- The UK government plans to implement a digital services tax in April 2020 in which US tech giants will pay 2% on the revenue they make from UK users.
- This is radical because it’s the first time the UK has targeted the US tech firms, which are often accused of not paying enough tax.
- The tech giants have paid a small amount of corporation tax on profits they report in the UK, not on revenue.
- Britain expects the new tax to raise up to £400 million ($US510 million) a year starting in 2020.
- UK officials haven’t outlined exactly how the tax would work.
The UK government on Monday announced a drastic change to the way Silicon Valley tech giants such as Facebook, Amazon, and Google would be taxed in the UK.
Chancellor Philip Hammond said the UK would tax 2% of the revenue that tech giants make from UK users, estimating that the measure could raise up to £400 million ($US510 million) a year for the nation’s coffers starting in 2020.
The so-called digital services tax is a radical move: It’s the first time the UK has targeted the US tech giants and the low amount of tax they pay in the UK.
Most major US tech firms have a complex tax setup that involves routing their sales through a subsidiary in a country with lower taxes, such as Ireland. Their UK subsidiaries report revenue based on services provided to the parent company, resulting in drastically lower revenue and profit, and, therefore, corporation tax.
“The digital platforms delivering search engines, social media, and online marketplaces have changed our lives, mostly for the better,” Hammond said in his budget statement in Parliament on Monday.
“But they also pose a real challenge for the sustainability and fairness of our tax system. The rules have not kept pace with changing business models, and it is clearly not sustainable or fair that digital platform businesses can generate substantial value in the UK without paying tax.”
The tax, Hammond added, was aimed squarely at big US tech firms and could also affect Uber and Airbnb. He said the UK would avoid entrapping smaller startups by targeting only profitable companies generating at least £500 million in global revenue.

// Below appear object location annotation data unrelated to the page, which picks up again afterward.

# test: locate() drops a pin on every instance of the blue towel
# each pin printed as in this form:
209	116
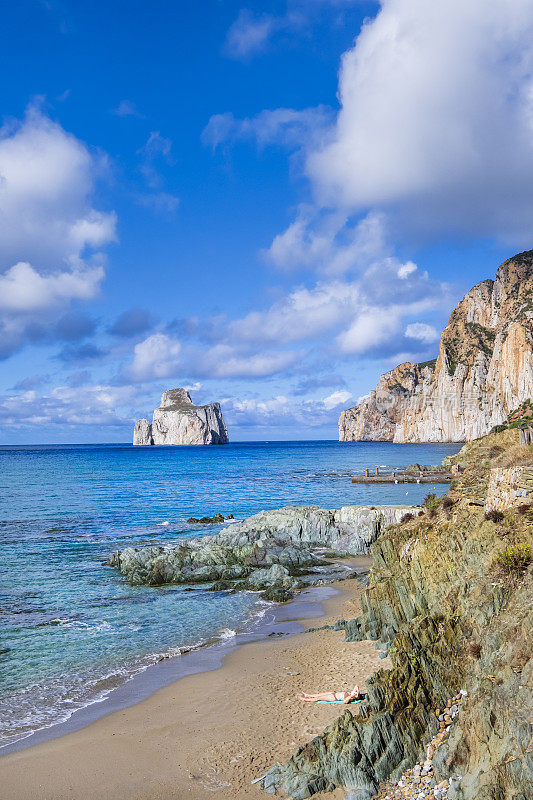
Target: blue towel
339	702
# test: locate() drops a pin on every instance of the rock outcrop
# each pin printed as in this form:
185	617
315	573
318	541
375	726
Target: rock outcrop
272	548
483	370
449	601
179	421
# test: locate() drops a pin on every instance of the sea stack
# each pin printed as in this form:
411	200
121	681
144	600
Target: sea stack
178	421
483	371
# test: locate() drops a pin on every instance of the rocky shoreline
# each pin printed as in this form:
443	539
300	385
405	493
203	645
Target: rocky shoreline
449	602
274	551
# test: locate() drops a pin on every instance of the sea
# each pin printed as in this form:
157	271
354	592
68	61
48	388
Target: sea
71	629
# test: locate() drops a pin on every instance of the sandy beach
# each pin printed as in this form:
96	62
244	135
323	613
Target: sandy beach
208	734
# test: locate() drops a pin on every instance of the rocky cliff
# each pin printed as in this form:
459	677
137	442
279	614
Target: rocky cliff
179	421
483	370
449	601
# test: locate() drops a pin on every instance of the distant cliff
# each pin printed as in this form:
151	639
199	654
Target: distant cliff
179	421
484	369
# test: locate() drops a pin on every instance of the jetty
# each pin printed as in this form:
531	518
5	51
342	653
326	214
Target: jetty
403	476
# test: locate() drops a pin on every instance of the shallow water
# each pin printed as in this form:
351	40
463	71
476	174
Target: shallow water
71	628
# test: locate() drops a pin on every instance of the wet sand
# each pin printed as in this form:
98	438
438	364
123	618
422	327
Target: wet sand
208	734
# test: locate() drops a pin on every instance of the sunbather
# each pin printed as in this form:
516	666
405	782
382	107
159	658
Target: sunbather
333	697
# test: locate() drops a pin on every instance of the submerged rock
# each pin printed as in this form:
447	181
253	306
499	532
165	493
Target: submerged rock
178	421
272	548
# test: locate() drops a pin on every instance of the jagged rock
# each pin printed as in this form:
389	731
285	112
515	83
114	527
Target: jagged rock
483	371
142	433
435	589
178	421
284	538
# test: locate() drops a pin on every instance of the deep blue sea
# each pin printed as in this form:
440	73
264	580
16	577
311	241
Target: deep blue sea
70	628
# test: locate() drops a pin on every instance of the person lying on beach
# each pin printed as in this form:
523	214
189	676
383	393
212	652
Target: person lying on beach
332	697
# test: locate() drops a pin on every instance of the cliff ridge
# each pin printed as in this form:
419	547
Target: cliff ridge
178	421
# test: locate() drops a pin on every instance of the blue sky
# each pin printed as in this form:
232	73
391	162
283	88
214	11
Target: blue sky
271	203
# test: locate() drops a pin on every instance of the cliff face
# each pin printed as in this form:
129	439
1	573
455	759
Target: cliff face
179	421
483	370
451	607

British chancellor: ‘We cannot simply talk forever’
Hammond did not go into further detail about how the digital services tax would work, but he said the government planned to open a consultation before implementing it in April 2020.
It puts Britain a step ahead of the US and the EU on taxing big tech firms. The UK government said that it was committed to ongoing talks among the G20 and the Organisation for Economic Cooperation and Development to reform the way the firms are taxed, and that it would apply the digital services tax only until an “appropriate long-term solution is in place.”
“New global agreement is the best long-term solution, but progress is painfully slow,” Hammond said. “We cannot simply talk forever.”
Hammond also joked that he expected to hear from Facebook’s new communications chief, Nick Clegg, a former deputy prime minister and Liberal Democrat leader who is one week into his new job.
“I am looking forward to my call from the former leader of the Liberal Democrats,” Hammond quipped.
TechUK, the British lobbying group that counts Facebook, Amazon, and Google among its members, said it opposed the tax.
“The kind of tax being proposed will be bad for investment and bad for the UK economy,” CEO Julian David said, adding that the UK breaking away from the EU and the OECD to introduce a national tax was “the wrong idea.”
“This is an international tax issue that needs an internationally agreed solution,” he said, adding, “It would be bizarre if the UK were to implement a new tax just as real and substantive international action is being reached.”